The Lankan cricket authorities are still in a quandary regarding the status or the future of their pace ace Lasith Malinga. “Up to now we are still in the dark. We are yet to receive an official communication from Lasith Malinga with regard his retirement from Test Cricket,” said Sri Lanka Cricket’s Interim Committee secretary Nishantha Ranatunga last afternoon.
“We have learned that through medical reports that he is undergoing an injury which has made his cricketing future in any form of cricket very bleak.” Ranatunga added. “However our duty is to make use of all our cricketing resources and make our national team competitive in the international arena. At the same time we are planning to get him down at the first opportunity and listen to his side of the story”. Ranatunga also added that the selectors are very keen to get him down from the current Indian Premier League Tournament as soon as possible and rehabilitate his injury and make him available for the T-20 and ODI leg of the England tour.

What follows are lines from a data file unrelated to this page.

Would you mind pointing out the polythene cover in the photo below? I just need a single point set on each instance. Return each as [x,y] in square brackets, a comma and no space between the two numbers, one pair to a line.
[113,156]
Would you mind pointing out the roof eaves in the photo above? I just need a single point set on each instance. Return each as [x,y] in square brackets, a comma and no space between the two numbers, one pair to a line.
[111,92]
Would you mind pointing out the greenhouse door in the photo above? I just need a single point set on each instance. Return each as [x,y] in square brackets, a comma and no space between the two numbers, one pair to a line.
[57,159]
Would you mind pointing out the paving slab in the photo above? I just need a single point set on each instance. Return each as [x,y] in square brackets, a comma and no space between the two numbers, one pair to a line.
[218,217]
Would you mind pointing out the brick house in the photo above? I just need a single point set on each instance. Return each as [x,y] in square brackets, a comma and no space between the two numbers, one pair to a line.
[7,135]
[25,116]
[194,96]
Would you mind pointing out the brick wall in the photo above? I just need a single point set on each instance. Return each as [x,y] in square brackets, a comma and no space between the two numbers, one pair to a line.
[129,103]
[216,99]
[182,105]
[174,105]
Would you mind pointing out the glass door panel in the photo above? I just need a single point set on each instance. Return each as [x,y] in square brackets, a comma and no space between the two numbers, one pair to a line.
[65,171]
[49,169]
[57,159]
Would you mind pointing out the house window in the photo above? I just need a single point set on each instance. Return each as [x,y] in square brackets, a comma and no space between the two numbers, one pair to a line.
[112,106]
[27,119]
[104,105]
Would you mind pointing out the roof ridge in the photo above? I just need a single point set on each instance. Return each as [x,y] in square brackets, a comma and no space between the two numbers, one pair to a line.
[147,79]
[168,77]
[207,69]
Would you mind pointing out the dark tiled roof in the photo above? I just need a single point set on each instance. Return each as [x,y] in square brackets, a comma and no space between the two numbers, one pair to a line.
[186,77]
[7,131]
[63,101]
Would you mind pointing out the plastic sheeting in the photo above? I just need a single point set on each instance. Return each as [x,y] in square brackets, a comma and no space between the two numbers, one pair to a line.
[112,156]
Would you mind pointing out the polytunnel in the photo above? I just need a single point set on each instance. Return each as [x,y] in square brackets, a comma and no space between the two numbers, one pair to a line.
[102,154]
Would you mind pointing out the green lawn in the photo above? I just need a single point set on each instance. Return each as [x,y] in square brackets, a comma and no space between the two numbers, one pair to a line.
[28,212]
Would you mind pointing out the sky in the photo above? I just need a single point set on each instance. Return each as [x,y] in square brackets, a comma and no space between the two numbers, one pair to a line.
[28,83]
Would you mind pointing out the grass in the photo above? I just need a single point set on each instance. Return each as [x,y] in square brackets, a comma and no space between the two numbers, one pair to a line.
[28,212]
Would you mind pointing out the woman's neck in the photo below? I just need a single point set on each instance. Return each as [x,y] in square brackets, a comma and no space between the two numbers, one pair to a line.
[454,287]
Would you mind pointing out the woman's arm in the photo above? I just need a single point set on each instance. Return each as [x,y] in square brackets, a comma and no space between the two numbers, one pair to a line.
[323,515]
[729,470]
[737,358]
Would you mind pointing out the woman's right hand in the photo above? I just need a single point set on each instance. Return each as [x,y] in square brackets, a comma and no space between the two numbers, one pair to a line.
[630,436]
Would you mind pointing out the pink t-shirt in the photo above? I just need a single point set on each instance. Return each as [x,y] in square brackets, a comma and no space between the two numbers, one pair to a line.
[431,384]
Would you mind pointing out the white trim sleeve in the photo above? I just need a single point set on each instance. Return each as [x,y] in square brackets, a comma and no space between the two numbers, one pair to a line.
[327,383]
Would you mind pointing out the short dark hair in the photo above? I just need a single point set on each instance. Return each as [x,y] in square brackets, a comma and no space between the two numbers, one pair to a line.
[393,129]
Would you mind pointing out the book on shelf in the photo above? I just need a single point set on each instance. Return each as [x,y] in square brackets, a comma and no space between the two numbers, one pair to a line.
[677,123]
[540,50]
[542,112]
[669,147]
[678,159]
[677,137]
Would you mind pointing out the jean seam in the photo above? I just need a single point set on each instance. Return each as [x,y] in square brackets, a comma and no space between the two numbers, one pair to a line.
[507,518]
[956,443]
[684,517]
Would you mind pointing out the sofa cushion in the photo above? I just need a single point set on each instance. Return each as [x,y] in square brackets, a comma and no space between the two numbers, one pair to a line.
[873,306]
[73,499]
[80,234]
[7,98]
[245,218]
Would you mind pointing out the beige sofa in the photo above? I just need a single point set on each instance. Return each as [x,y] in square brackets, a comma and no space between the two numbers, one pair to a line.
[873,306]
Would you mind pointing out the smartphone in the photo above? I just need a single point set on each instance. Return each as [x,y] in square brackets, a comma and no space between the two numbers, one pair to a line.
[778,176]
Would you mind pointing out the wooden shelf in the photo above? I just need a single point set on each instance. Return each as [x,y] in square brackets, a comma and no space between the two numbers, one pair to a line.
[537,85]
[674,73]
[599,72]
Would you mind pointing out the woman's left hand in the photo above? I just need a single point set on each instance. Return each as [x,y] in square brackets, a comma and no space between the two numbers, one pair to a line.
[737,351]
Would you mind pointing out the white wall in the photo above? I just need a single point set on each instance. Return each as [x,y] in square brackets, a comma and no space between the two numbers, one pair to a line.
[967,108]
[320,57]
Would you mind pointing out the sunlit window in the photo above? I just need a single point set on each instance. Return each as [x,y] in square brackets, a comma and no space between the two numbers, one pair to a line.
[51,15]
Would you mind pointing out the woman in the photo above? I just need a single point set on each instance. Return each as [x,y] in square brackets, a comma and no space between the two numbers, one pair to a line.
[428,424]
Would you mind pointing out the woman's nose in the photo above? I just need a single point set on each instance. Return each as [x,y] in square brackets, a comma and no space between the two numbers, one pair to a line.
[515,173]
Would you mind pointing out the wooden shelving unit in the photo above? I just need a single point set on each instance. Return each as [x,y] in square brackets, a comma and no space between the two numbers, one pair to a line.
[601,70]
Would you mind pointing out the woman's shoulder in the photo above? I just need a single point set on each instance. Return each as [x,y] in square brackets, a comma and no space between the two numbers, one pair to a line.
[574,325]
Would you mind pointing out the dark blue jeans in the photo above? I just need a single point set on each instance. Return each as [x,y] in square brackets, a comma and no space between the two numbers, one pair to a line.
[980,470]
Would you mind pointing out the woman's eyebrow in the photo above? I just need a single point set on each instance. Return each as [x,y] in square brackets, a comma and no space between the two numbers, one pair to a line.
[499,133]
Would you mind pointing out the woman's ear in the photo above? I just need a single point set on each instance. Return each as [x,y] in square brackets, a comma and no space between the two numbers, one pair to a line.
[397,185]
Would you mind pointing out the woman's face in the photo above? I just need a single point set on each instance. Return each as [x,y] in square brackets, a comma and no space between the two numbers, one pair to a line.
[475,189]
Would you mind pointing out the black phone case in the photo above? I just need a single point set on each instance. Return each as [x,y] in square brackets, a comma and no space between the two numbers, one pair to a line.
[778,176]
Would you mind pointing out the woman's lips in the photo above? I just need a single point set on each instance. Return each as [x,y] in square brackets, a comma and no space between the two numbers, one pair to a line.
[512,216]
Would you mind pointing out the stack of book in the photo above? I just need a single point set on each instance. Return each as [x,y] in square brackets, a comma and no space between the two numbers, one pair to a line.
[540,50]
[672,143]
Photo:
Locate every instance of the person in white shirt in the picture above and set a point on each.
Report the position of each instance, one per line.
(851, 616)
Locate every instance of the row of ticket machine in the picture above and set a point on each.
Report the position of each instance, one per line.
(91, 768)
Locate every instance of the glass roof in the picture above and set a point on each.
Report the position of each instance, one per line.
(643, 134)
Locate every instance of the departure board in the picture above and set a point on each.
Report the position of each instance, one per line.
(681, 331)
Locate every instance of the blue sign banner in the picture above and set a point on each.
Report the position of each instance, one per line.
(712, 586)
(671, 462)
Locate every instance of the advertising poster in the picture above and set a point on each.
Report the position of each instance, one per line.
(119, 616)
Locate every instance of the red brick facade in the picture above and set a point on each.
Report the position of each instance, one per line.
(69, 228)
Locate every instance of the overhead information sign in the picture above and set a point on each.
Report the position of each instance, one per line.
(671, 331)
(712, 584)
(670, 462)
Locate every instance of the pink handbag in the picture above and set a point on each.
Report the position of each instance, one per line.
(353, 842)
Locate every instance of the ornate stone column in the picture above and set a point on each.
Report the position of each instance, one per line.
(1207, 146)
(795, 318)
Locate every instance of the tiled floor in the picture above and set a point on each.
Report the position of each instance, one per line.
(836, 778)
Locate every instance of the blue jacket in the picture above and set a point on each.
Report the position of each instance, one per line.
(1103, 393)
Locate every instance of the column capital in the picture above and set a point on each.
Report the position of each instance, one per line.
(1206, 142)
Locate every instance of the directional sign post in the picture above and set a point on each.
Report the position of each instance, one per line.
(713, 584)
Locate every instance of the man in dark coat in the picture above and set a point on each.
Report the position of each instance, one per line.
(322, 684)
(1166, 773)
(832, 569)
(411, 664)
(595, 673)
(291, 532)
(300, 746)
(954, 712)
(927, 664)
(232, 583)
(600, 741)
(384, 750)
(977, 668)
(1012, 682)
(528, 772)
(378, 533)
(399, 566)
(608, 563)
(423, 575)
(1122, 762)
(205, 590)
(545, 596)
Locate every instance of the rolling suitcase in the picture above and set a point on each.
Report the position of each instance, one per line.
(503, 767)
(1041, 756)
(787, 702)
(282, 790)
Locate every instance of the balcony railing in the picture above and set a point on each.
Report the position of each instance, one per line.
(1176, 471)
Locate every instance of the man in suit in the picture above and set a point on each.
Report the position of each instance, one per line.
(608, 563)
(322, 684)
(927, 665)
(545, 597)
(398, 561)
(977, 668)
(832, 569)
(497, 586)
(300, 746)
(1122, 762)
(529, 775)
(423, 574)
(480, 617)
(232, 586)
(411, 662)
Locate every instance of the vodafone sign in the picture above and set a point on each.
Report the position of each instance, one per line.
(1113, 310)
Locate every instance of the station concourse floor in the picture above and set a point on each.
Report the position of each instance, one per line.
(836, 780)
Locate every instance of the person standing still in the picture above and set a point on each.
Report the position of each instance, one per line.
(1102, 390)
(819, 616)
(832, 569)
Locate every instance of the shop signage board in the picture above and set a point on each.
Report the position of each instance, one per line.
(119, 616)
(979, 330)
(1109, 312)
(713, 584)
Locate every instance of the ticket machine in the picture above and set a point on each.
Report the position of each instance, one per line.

The Lankan team is officially due to leave the island on May 10, but, the national cricketers who are on contract with the IPL have been granted time till May 18 to join the squad in England.
This tour is very important for the Lankan cricketers considering that the outcome of this tour would largely play a crucial part in Sri Lanka’s chances of getting to the final four of the Cricket Test championships that will be played in England in 2013. The participants of this play off will be made known at this end of 2011.
Meanwhile in an AFP news item dated April 22 said Injury-prone paceman Lasith Malinga on Friday stunned Sri Lanka by quitting Test cricket in a bid to prolong his career in one-day internationals and Twenty20 matches.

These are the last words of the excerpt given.